Housing starts are to be released today but those numbers may be overwhelmed by the recent news on that market. An almost unbelievable 60% of new home purchases are cash only transactions. To give you an idea of how distorted that number is, consider that before the housing bubble burst about 20% were cash transactions. And, as I am sure you remember, much of that was considered to be based on the seemingly ubiquitous the house flippers, looking to make a fast dollar on an ever rising housing market. Some of the current surge is surely due to factors such as corporations buying houses and wealthy consumers eschewing mortgages altogether. Still, it does at least peak one’s interest on how real the recent housing price surge actually is.
Gold and silver surged amid speculation that some large hedge fund players have abandoned their short positions. Additionally, those investors demanding physical (as opposed to stocks, futures and ETFs) seems to be finally overtaking the bears. With the ever present “tapering” talk the precious metals may still have some headwinds left. The next few weeks and months will be a battle among the gold investors as they take up in familiar camps. Those worried about the Fed’s QE slowdown versus those that feel gold provides a safe haven during economic turmoil. It has potential to be a dramatic, seesaw showdown.
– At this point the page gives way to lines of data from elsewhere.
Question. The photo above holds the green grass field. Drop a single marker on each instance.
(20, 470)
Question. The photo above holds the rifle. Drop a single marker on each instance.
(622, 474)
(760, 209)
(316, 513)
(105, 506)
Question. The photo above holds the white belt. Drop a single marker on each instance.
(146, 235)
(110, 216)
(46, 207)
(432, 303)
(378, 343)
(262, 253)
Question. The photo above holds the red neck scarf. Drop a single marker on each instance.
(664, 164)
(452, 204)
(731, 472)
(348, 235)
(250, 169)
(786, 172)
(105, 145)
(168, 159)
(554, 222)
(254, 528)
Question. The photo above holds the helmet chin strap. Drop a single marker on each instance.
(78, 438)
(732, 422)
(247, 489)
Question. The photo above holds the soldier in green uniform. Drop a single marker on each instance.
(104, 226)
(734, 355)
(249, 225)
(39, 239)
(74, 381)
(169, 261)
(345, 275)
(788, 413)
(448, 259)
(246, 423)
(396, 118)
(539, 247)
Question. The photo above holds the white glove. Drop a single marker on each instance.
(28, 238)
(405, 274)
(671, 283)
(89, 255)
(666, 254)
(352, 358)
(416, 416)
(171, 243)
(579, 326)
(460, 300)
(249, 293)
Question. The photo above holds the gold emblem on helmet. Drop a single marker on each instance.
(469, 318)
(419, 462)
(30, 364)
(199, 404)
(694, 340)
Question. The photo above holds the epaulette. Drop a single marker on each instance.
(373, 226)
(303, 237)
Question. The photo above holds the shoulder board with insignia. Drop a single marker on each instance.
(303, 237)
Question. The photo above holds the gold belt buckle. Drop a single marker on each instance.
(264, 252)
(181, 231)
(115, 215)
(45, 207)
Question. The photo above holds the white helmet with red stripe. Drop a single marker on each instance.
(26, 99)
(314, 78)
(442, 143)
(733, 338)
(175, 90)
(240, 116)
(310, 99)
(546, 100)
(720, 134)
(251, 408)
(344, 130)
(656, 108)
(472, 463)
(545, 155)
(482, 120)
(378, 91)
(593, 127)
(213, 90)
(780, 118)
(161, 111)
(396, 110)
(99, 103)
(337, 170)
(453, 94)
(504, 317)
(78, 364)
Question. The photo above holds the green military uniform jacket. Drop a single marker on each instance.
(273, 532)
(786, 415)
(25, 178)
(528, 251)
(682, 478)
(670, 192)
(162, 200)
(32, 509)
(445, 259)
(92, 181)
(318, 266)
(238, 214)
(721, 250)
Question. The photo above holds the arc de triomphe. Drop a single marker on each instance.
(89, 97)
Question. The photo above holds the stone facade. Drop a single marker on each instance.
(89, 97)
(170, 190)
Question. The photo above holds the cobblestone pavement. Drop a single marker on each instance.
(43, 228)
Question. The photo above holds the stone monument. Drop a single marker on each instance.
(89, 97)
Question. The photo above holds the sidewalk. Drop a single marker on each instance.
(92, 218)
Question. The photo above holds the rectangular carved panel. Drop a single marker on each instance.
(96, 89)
Those bond rates are worrying more people than just the gold bugs, however. Some are already blaming the higher yields for some of the disappointing earnings reports. With the ten year treasury passing the 2.8% mark there is rising concern that what little economic recovery has been made could vanish and fast. Mortgages are the most obvious concern, but of course, that is just the tip of the iceberg. Rising rates can stop a recovery in it’s tracks and Wall Street is on pins and needles while watching treasuries. As always on Wall Street, perception can often mean more than reality, and if rates go up much more it may get ugly. The exact yield number will mean much less than the fact that they are rising. In many people’s minds that will mean bad, bad news for stocks.
It does look to be an overall sour week, but as always there are some bright spots, like gold and silver. And it is August so speculation may be somewhat muted for the next couple of weeks. In the meantime, be prepared for everything and since there is little to be done after the close anyway — have a great weekend!